Anatoli Kotscherga (Sobakin) ist deklamatorisch ein Traum. Kotscherga setzt seine Stimme mit unfehlbarer Sicherheit ein. Die Stimme klingt angeraut und hat doch weichen, wolkigen Gesamtklang. Kotschergas Vortrag berührt durch nuancenreiche Phrasierung und unauffällige Autorität. Großartig sein Monolog Anfang des 4. Akts, voll verhalten expressiver Deklamation.
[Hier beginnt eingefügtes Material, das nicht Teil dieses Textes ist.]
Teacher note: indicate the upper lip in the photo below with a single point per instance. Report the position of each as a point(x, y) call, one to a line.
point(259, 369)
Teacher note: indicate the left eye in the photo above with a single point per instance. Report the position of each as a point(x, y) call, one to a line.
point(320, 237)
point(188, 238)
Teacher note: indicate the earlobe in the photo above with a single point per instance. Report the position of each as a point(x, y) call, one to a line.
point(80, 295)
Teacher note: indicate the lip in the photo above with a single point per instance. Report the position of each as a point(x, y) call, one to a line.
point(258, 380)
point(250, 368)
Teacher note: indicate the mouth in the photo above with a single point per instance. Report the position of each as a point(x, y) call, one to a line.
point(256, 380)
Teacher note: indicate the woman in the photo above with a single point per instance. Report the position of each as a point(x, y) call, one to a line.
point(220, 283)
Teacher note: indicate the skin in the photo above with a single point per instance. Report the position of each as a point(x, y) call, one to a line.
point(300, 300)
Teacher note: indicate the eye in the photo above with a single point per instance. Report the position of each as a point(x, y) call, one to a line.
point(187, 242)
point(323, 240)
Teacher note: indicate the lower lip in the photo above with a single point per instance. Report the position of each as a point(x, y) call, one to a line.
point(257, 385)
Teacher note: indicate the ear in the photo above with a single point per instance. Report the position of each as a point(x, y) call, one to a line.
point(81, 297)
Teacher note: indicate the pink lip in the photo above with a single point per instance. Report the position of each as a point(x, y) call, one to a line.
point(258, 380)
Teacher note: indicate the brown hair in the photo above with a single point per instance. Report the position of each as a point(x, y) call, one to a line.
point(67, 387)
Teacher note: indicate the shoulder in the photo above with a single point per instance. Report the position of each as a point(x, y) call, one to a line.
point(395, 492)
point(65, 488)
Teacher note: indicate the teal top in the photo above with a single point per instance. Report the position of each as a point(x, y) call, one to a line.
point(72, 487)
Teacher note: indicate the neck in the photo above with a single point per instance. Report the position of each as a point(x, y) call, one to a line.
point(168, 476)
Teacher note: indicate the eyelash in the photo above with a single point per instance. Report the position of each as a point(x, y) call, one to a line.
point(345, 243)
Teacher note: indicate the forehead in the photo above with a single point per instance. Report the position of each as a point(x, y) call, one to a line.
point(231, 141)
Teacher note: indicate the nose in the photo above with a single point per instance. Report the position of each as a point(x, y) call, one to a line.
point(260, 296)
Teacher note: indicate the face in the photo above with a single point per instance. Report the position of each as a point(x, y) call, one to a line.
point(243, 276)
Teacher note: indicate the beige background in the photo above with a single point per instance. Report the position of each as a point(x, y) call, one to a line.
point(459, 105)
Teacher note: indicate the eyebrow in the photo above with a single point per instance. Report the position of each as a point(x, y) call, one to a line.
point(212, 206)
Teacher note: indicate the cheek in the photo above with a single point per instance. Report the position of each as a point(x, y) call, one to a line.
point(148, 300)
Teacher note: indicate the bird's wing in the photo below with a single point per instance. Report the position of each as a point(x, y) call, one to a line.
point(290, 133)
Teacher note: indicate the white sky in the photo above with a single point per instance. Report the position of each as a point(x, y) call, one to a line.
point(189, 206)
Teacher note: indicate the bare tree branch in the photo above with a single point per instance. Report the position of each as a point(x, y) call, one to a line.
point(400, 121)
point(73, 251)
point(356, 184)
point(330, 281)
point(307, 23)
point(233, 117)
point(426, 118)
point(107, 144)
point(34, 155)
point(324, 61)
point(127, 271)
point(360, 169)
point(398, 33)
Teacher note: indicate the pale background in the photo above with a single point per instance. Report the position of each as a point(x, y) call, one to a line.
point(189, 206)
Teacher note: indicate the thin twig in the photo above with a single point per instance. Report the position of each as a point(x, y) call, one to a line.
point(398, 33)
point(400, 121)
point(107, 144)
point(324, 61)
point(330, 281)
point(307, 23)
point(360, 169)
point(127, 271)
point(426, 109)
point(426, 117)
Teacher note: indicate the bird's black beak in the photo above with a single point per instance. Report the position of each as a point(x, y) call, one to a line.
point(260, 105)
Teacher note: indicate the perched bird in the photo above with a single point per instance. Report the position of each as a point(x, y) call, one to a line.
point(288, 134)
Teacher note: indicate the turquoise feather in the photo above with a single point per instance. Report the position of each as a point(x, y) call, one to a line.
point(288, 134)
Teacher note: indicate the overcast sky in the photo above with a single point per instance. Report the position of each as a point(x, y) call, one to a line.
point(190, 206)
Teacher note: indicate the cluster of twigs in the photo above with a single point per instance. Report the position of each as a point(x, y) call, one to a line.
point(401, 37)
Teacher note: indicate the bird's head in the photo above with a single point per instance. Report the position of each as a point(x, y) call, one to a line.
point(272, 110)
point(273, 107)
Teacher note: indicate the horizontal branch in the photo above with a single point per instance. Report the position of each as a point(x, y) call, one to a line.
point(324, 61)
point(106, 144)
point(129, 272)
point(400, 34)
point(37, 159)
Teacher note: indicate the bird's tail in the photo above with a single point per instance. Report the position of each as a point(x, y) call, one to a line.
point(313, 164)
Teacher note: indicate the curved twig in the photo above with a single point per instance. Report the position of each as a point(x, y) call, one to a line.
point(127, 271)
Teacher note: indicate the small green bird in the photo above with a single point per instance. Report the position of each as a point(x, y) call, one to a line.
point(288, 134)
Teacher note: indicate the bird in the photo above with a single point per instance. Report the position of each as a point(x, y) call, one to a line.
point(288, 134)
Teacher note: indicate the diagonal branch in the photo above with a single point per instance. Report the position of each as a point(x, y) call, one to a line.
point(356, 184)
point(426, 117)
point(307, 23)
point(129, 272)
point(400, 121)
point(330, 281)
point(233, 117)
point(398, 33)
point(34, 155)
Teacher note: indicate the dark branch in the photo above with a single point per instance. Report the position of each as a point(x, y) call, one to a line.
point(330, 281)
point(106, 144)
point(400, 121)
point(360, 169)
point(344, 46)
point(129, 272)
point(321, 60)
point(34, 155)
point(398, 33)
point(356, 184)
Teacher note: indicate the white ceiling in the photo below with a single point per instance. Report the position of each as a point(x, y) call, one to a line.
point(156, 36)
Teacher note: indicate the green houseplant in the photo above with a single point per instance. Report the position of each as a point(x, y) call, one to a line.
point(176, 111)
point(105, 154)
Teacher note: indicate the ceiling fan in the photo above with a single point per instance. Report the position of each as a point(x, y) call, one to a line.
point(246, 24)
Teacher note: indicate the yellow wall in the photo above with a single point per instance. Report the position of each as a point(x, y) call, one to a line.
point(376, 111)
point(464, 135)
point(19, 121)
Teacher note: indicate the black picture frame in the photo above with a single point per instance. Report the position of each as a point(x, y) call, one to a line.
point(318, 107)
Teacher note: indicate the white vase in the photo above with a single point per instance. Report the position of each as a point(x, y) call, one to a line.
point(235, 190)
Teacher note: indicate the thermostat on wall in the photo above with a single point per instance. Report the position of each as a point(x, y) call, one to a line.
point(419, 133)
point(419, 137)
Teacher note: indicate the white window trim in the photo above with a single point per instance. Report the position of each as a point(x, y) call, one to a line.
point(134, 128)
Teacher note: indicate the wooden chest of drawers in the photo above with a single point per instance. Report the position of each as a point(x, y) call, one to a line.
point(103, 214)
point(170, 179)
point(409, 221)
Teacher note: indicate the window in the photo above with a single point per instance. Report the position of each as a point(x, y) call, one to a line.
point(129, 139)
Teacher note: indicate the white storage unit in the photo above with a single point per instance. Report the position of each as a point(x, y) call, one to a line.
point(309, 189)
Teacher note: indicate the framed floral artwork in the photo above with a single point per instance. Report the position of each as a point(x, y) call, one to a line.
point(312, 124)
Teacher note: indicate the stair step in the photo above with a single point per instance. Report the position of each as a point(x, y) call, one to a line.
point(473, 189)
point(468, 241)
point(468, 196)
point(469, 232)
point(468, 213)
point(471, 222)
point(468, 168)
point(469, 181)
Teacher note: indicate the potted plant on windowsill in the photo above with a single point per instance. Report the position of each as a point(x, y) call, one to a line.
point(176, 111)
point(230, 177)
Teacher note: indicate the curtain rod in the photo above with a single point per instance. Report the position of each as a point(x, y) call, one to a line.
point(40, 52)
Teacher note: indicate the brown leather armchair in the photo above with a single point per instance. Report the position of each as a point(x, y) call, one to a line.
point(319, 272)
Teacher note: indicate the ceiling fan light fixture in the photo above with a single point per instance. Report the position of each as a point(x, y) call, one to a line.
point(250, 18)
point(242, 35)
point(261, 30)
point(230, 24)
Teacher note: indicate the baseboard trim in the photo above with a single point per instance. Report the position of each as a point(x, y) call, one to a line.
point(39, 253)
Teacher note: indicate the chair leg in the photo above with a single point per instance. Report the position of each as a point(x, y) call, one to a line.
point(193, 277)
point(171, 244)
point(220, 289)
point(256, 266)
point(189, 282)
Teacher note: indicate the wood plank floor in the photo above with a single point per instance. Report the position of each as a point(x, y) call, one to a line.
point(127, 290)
So schön kann Hochzeit sein: Anatoli Kotscherga, Pavel Cernoch, Olga Peretyatko, Johannes Martin Kränzle, Anna Lapkovskaja, Anna Tomowa-Sintow // Foto: Monika Rittershaus / staatsoper-berlin.de

Hochzeit po-russki: Anatoli Kotscherga klatscht, Pavel Cernoch mit Schlips, Olga Peretyatko mit Ballons, Johannes Martin Kränzle guckt zu, Anna Lapkovskaja gutgelaunt, Anna Tomowa-Sintow in Violett // Foto: Monika Rittershaus / staatsoper-berlin.de

Olga Peretyatko (Marfa) hat einen Sopran von exquisiter, frischer Farbe und federleichter, lupenreiner Höhe mit perfektem Fokus. Wäre das Timbre charakteristischer, wäre Peretyatko ein absoluter Überflieger (was sie vielleicht sowieso wird).
Johannes Martin Kränzle (Grjasnoi): Fast noch beeindruckender als sein Alberich. Er verbindet Dringlichkeit, Rhetorik, Beredtheit. Sein Russisch mag nicht immer von allerletzter Reinheit sein.
Der hochaufragende Pavel Černoch singt einen umwerfenden Lykow. Cernoch findet einen wunderbaren lyrischen Duktus.   Er verfügt über einen hohen, hellen, festen, klangschönen Tenor. Das Terzett Kotscherga-Kränzle-Cernoch zu Beginn des 3. Akts ist ein Höhepunkt.
Anita Rachvelishvili singt Ljubascha und geht durch alle Feuer der Eifersucht, die in ihrem großen Herzen besonders intensiv brennen. Ihr Mezzosopran, gewaltiger Phonstärken mächtig, strömt klangüppig dahin und illustriert die grenzenlosen Weiten, die man anscheinend in einer leidenschaftlichen weiblichen russischen Seele findet, besonders gut.
Anna Tomowa-Sintow gibt der Saburowa ihre flackernde, gefühlvolle, charakteristisch timbrierte Stimme. Tomowa-Sintow, im Herbst ihrer sonnenreichen Karriere, strahlt eine Bomben-Autorität aus.

Sonst: Stephan Rügamer (Bomelius) mit hagerem Tenor, Anna Lapkovskaja (Dunjascha), Carola Höhn (Petrowna) mit kraftvollem Sopran und Tobias Schabel (Maljuta-Skuratow) .

Daniel Barenboim und die Staatskapelle befinden sich heute Abend auf dem Spitzenniveau, das man von ihnen erwartet.

Eine sehr gute Premiere, szenisch gut gelungen, musikalisch hervorragend. Prekrasno.